Por meio do Decreto n. 10.109, de 7 de novembro de 2019, foi promulgado o Acordo de Cooperação entre o Brasil e OCDE, firmado em Paris, em 2015, que declara que a cooperação entre os dois parceiros já vinha sendo realizada abrangendo política macroeconômica e outros temas, como
[...] reformas estruturais, comércio, investimento, agricultura, meio ambiente, educação, tributação, ciência, tecnologia e inovação, estatística, combate à corrupção, política de desenvolvimento, conduta empresarial, governança corporativa, créditos à exportação e competitividade. (BRASIL, 2019, p. 2).
Com uma expressiva estrutura financiada pelos seus países-membros, que contribuem conforme seu próprio potencial econômico, a OCDE contava, em 2020, com quase 200 órgãos e cerca de 250 instrumentos legais diversos - acordos, decisões, recomendações, declarações e entendimentos. Em 2022, a Organização era formada por 38 países da América do Norte e do Sul, Europa e Ásia-Pacífico.6
Os países mais recentes a aderir à OCDE foram a Colômbia, em abril de 2020, e a Costa Rica, em maio de 2021. Em 25 de janeiro de 2022, o Conselho decidiu dar o primeiro passo nas discussões de adesão com seis países candidatos à adesão à OCDE - Argentina, Brasil, Bulgária, Croácia, Peru e Romênia. Os roteiros de adesão do Brasil, Bulgária, Croácia, Peru e Romênia foram adotados na reunião do Conselho a nível ministerial de 10 de junho de 2022. Estão em curso as conversações sobre os próximos passos com a Argentina. (OECD, 2022, p. 1).

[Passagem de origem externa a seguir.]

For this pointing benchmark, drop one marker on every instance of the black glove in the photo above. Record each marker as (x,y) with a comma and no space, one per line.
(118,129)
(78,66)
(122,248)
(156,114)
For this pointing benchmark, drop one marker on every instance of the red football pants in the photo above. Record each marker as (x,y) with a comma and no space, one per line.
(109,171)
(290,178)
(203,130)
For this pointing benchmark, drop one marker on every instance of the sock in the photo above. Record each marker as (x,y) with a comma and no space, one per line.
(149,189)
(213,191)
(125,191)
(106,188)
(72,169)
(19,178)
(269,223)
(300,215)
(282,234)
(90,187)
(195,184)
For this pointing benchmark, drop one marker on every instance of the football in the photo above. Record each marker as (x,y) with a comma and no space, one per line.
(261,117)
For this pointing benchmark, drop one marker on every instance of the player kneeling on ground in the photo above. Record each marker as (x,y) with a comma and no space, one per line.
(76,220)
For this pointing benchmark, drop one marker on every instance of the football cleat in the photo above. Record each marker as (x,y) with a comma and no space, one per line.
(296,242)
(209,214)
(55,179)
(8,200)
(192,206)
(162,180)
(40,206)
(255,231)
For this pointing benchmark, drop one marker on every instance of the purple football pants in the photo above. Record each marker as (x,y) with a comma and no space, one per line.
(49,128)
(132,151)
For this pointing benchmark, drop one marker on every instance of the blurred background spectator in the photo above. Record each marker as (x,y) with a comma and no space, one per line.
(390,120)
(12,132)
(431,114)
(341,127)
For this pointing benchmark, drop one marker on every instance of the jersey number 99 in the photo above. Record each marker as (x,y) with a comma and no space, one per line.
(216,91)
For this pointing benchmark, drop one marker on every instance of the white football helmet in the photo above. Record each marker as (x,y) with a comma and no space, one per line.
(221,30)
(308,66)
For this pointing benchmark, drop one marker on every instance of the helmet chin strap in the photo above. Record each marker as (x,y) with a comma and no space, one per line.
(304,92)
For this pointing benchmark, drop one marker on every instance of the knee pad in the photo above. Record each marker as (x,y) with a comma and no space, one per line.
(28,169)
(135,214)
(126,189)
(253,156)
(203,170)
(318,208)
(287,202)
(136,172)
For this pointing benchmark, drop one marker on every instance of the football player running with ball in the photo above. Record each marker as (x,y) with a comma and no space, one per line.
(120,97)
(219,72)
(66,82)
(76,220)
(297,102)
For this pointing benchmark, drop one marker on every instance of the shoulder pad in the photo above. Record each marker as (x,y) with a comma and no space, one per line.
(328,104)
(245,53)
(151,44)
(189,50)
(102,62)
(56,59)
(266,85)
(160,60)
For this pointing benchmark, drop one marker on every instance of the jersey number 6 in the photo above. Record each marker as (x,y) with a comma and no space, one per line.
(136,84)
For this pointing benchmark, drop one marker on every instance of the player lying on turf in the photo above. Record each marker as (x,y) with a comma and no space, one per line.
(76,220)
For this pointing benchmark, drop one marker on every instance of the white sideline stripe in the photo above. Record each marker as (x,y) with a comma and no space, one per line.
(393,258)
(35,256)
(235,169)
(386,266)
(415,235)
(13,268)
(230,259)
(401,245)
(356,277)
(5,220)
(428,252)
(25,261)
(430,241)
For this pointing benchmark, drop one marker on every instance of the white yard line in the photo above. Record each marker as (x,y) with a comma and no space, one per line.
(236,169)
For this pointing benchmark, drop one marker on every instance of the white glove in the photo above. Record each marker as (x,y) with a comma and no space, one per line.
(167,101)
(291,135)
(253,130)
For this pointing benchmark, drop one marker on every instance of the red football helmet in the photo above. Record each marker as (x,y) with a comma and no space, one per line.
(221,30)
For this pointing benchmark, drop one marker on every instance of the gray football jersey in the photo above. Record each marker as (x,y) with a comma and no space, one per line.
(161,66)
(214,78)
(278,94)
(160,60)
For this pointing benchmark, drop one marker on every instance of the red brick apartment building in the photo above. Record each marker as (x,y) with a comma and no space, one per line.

A OCDE busca maneiras variadas de ampliar sua atuação político-ideológica com a finalidade de consolidar a hegemonia de suas políticas junto aos governos dos países-membros e parceiros. Para tanto, capta dados e informações dos países, produz análises que resultam em reconstrução de censos e compartilhamento dos resultados, bem como realiza reuniões sistemáticas e avaliação in loco nesses países, contando com participação de representantes do poder público e do empresariado. Além disso,
[...] emite relatórios com comparações e recomendações que preconizam a padronização de políticas econômicas e sociais para o país [e] acompanha a implementação de tais recomendações e pratica constrangimento político quando não são executadas. (PEREIRA, 2016, p. 101-102).

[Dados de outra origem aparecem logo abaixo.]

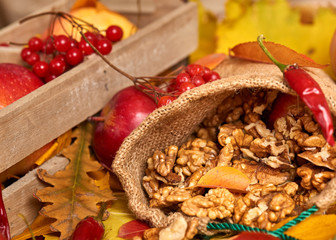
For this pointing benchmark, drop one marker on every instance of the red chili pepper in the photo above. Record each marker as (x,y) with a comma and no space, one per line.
(90,228)
(4,225)
(309,91)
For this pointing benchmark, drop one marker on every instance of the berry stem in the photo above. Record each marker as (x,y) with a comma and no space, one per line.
(269,55)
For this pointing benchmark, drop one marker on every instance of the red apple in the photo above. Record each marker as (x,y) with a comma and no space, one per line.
(123,113)
(15,82)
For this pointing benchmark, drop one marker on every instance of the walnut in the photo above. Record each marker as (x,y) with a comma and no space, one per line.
(209,133)
(324,157)
(164,162)
(264,206)
(272,152)
(194,154)
(314,177)
(217,203)
(263,174)
(152,233)
(168,196)
(175,231)
(192,229)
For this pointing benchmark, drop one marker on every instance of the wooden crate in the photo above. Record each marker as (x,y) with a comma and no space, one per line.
(164,38)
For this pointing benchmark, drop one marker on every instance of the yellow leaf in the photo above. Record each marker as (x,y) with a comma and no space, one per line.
(73,195)
(279,23)
(207,24)
(119,215)
(225,177)
(320,227)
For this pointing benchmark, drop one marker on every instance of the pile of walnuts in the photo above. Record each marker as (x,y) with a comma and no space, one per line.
(287,163)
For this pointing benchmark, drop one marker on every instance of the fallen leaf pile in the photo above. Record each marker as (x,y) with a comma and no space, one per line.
(73,195)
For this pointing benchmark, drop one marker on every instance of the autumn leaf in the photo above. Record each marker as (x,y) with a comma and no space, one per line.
(320,227)
(119,214)
(40,226)
(253,52)
(280,23)
(132,229)
(225,177)
(73,195)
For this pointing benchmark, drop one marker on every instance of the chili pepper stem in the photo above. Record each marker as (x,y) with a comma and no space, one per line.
(269,55)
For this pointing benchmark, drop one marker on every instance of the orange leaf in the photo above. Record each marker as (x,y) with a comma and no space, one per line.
(225,177)
(211,61)
(252,51)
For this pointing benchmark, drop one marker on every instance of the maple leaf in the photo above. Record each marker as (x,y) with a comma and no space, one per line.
(73,195)
(280,23)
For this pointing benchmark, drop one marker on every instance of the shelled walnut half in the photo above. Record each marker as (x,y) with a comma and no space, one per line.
(286,165)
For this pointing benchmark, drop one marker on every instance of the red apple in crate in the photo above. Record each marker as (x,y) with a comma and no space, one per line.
(15,82)
(123,113)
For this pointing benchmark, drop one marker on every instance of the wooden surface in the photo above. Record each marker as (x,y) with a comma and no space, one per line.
(56,107)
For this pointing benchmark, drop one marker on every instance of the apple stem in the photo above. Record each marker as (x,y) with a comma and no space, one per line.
(96,119)
(269,55)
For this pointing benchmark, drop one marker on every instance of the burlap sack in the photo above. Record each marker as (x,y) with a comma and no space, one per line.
(172,124)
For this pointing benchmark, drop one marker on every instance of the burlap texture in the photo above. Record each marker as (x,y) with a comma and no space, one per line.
(172,124)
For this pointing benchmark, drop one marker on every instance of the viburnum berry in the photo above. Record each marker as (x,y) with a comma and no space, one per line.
(41,69)
(197,80)
(48,46)
(62,43)
(104,46)
(195,69)
(74,56)
(91,37)
(85,47)
(210,77)
(114,33)
(35,44)
(164,100)
(185,87)
(25,53)
(182,78)
(32,58)
(57,66)
(49,78)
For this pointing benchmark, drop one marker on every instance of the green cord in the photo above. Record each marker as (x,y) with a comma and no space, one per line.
(277,233)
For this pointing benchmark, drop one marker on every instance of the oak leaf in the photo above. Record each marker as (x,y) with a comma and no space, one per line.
(119,214)
(253,52)
(225,177)
(320,227)
(73,195)
(132,229)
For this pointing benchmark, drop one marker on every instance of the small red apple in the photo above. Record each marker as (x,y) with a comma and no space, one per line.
(123,113)
(15,82)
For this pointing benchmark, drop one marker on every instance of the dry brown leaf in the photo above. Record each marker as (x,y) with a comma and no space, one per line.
(40,226)
(73,195)
(253,52)
(225,177)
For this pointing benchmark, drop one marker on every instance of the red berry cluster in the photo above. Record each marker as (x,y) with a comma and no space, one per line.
(193,76)
(53,56)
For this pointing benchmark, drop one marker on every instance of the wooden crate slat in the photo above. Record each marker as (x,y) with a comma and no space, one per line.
(49,111)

A educação mundial é examinada pela OCDE por meio de um sistema de indicadores que tem por finalidade avaliar, medir e monitorar a equidade, a eficácia e a eficiência dos sistemas dos vários países. O levantamento faz parte de um relatório - Education at a Glance OCDE indicators, considerado o documento de referência sobre a situação da educação, em uma perspectiva internacional. Trata-se da “[...]fonte oficial de informações sobre a situação da educação no mundo, que fornece dados comparativos da estrutura, do financiamento e do desempenho de sistemas educacionais em países membros e parceiros” (PALAVEZZINI; ALVES, 2020, p. 260), apresentando os resultados a partir de três tipos de indicadores.
Os indicadores de produto analisam as características daqueles que saem do sistema, como seu nível educacional. Indicadores de resultados examinam o efeito direto da produção dos sistemas educacionais, como o emprego e a renda como vantagens de cursar a educação superior. Os indicadores de impacto analisam o efeito indireto de longo prazo dos resultados, como conhecimento e habilidades adquiridas, contribuições para o crescimento econômico e bem-estar, coesão social e equidade. (OECD, 2019, p. 14, grifos do autor).

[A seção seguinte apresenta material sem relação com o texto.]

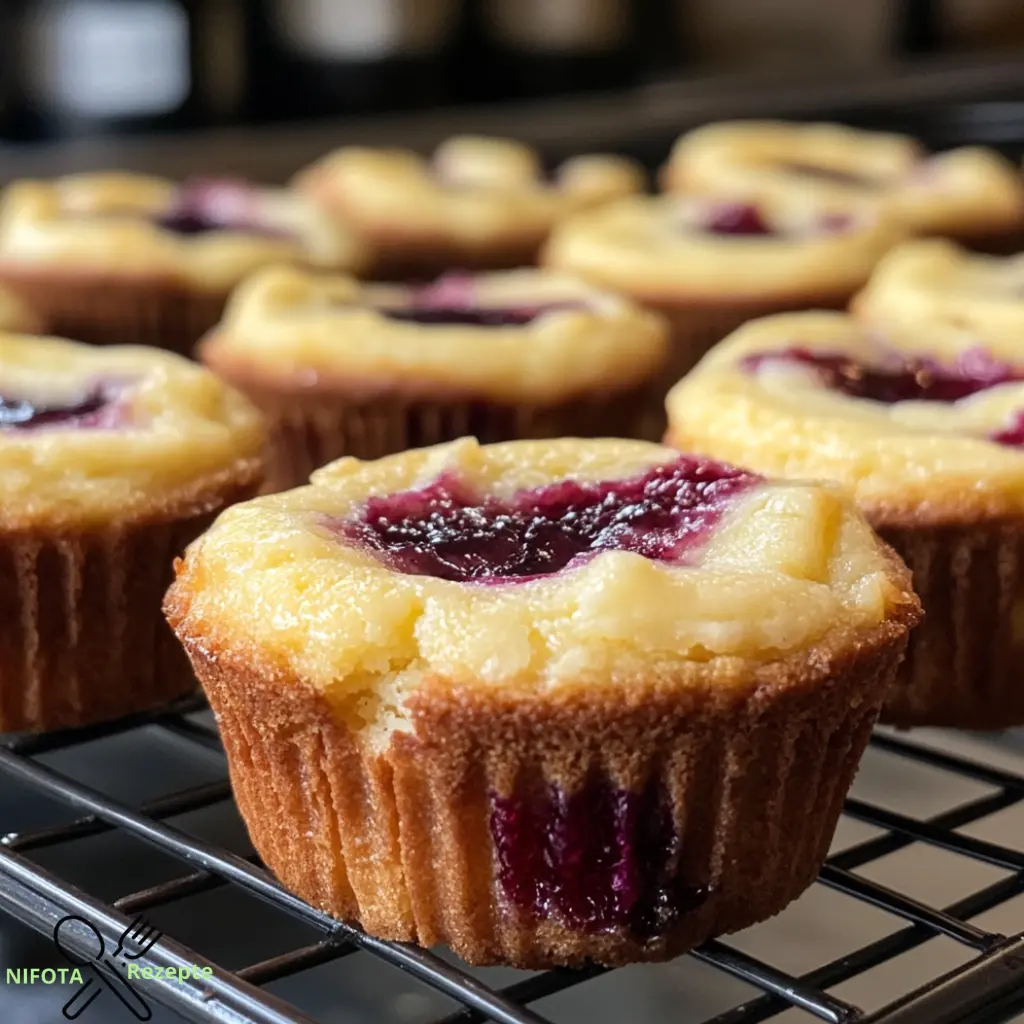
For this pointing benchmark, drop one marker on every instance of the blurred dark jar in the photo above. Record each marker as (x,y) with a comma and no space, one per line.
(98,66)
(336,56)
(545,47)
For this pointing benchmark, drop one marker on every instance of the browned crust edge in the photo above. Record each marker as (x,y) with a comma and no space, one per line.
(82,639)
(116,309)
(399,839)
(965,665)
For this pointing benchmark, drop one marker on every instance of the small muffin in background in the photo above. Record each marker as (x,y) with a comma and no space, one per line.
(970,194)
(112,461)
(113,258)
(710,264)
(477,204)
(925,425)
(544,701)
(934,281)
(342,368)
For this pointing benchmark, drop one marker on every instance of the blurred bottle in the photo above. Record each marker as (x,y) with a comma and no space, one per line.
(547,47)
(318,57)
(126,66)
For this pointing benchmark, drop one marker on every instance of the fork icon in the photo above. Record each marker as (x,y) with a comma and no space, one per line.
(136,940)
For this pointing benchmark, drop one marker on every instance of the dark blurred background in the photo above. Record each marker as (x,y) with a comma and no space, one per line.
(264,85)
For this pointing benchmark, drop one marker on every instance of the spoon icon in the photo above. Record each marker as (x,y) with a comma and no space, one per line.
(103,972)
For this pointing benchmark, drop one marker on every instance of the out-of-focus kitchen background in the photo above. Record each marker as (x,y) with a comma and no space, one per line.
(81,79)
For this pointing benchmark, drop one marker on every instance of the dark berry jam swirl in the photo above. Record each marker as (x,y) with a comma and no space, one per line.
(448,531)
(896,378)
(597,859)
(453,300)
(206,205)
(95,409)
(747,220)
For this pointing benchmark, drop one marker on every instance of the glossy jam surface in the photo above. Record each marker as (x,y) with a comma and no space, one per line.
(454,300)
(896,378)
(95,409)
(204,206)
(448,531)
(734,218)
(598,859)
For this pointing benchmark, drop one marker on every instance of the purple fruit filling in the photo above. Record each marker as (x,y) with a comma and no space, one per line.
(204,206)
(449,531)
(735,218)
(94,409)
(598,859)
(896,378)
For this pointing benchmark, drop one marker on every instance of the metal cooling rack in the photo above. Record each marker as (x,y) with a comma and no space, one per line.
(986,989)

Com publicação anual desde 1997, o Education at a Glance promove a comparabilidade entre países participantes (membros e parceiros). No caso do Brasil, as informações acerca da realidade educacional do país são enviadas pelo governo federal, resultando em análises feitas pela organização, que são acompanhadas e validadas pelo Instituto Nacional de Estudos e Pesquisas Educacionais Anísio Teixeira (INEP), por meio de sua Diretoria de Estatísticas Educacionais (DEED).
O Brasil colabora com dados desde a primeira edição [...]. Já o Panorama da Educação é uma publicação nacional, construída a partir do olhar dos técnicos do Inep sobre os destaques que a OCDE faz no EaG. É produzido desde 2013 (INEP, 2020, p. 1).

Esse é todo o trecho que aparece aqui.